I have lots on my mind and nothing on my mind. I can be very peaceful. I am very peaceful. This has been a strange year. Time is flying by. I was hoping to capture the Summer and I have been 'here'. I have been enjoying it, but I couldn't stop or even pause time. And that is okay, too.

I was hoping, to do, many landscaping tasks this Summer. I have gotten behind on tree trimming etc. I can hardly mow the lawn, as low branches threaten to knock me off the mower. It is specially bad this year, because the trees are so lush with leaves, the branches are heavier. Yet, I haven't done a thing. Jamie hasn't felt good so we passed up on the vegetable garden this year. Our perennial flower gardens have been outrageously beautiful this year, despite having the occasional burdock, poking up among them, pretending to belong.

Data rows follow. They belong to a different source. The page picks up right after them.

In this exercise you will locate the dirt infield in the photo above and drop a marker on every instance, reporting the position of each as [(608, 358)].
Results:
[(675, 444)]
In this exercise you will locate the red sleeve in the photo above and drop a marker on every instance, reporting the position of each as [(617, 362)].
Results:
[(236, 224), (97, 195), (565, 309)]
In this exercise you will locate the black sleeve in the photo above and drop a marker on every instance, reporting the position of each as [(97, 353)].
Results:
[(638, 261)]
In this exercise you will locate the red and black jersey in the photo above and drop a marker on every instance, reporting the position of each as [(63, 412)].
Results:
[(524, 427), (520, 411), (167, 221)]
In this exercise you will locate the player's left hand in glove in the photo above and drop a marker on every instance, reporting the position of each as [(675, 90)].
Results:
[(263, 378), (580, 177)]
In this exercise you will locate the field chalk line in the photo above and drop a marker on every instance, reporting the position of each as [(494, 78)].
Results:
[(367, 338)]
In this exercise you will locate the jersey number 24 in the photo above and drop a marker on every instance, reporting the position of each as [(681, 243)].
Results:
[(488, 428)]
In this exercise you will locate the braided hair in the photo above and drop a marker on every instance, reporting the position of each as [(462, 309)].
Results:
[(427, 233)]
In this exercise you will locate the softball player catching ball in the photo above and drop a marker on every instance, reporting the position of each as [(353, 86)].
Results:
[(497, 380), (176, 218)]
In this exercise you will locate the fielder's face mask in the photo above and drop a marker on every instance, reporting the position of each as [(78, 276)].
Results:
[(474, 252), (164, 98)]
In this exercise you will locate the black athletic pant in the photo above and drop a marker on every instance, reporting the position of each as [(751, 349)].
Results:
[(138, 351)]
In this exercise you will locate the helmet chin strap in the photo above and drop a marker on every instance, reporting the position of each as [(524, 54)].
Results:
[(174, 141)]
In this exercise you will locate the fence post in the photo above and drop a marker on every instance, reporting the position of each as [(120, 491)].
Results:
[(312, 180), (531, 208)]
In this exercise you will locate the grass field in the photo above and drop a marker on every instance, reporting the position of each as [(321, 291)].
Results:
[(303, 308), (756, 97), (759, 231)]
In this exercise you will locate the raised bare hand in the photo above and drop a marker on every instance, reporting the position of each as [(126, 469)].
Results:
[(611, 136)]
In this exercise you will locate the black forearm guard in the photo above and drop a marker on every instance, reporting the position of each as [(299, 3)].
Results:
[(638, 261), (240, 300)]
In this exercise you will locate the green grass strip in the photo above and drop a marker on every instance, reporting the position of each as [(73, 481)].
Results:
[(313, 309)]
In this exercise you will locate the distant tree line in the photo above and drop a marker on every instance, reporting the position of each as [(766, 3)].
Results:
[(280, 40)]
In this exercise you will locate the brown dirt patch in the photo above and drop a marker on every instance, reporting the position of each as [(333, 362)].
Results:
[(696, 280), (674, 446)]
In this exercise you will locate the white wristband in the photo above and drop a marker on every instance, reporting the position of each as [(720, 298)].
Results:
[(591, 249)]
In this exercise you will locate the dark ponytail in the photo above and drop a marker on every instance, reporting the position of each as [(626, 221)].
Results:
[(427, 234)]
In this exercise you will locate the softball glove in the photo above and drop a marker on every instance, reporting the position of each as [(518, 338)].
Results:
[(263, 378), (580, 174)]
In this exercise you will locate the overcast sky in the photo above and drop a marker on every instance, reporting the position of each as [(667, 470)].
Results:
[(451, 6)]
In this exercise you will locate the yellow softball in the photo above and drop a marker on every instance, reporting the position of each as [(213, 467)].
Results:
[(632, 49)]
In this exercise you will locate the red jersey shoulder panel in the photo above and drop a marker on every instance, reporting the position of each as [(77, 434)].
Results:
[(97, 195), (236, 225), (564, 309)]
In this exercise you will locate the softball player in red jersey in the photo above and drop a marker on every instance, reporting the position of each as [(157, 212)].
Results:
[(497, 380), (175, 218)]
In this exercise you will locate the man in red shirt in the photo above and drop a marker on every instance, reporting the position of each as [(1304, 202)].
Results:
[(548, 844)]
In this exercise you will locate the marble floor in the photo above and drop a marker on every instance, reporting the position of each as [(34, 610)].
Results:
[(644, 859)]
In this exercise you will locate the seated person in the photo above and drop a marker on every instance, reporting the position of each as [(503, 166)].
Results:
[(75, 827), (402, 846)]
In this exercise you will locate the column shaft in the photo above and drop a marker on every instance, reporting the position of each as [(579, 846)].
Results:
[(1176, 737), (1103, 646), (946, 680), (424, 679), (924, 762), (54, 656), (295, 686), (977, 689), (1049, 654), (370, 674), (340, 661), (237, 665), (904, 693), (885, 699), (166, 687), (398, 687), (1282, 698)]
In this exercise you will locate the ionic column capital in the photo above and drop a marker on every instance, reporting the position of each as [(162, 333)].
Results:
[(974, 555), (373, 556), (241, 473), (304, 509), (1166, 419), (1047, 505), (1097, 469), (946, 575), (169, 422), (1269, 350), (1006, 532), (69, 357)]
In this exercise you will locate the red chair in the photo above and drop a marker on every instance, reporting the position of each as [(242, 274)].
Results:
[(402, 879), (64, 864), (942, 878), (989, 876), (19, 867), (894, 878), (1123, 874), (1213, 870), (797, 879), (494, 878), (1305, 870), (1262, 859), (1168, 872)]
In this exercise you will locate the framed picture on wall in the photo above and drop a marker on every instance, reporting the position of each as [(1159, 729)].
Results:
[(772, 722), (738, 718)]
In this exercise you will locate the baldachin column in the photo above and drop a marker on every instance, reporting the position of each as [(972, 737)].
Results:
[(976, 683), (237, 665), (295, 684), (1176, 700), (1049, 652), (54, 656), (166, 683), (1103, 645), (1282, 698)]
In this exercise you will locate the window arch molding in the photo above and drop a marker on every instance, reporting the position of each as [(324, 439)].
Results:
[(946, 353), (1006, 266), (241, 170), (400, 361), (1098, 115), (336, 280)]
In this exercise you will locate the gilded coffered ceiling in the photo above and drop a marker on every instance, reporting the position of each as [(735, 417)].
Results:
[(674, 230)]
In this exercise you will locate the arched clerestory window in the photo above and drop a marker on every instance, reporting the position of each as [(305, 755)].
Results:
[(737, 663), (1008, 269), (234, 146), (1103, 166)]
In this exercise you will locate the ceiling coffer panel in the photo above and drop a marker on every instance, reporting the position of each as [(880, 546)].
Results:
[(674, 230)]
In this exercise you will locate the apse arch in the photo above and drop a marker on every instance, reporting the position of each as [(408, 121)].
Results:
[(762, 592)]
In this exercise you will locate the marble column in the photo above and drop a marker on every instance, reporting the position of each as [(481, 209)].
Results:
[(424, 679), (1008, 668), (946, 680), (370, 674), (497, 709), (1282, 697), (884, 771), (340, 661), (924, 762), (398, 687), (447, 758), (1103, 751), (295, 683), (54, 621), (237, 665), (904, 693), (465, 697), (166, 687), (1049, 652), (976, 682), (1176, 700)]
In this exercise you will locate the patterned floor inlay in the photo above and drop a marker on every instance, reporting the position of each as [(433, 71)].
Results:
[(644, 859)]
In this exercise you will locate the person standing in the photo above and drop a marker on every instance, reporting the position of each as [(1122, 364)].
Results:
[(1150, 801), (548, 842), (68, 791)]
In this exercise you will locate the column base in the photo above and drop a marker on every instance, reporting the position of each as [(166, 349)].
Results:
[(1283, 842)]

I have been more aware of my age, and perhaps more accepting, I do object to the wearing of the body sometimes. Somebody said on Face Book, “I don't mind getting old but my body sure doesn't like it.” The limitation comes gradually as you age but there are times went it is pointed out.

We have had a lot of death, in the family, in the last couple years. My brother Bruce, his wife, Arlene. My brother Garth. And then Donna, the woman I was previously married to, and Mother of my first four children. In a way, Donna and I grew up together, we shared that time of life when people evolve from 'young people' to adults. It is a time of many changes. I was reminded of her Sunday. I was reading the obituaries and I noted and old friend died, who we knew, when we were all in our late twenties and early thirties. My first thought was to e-mail Donna and share the news. Then, I realized, there are very few people left that shared that time space.

I am not sad about it. It's okay. I don't think, of death of the body, as a real thing. We inhabit bodies for a short time and then go on to new adventures. The person that dies certainly doesn't care, I am sure it is a very freeing experience. We, who are left here, however, can be greatly disturbed. We may not have the personal assurance that death is not real. We may interpret it as the end of the person [spirit] as well as the body; and even if we have the faith that death is not real, we just miss them.

Right now, for me, it reminds me of the fleetingness of life. Like the Summer that has flown by, my life is also.

I don't feel that I am going to die soon. I wonder, does anybody? I really have a hard time imagining that I am close to the portal. I don't feel like I am in my 83rd year and I have much experiencing left to do. Besides, I don't want to leave until I see the new world, created with love, firmly entrenched upon this beautiful Earth.

So, we have more work to do! Or more shining of Love and Light!

Is this a strange blog?

Friday I will talk more about Healing/Learning Centers.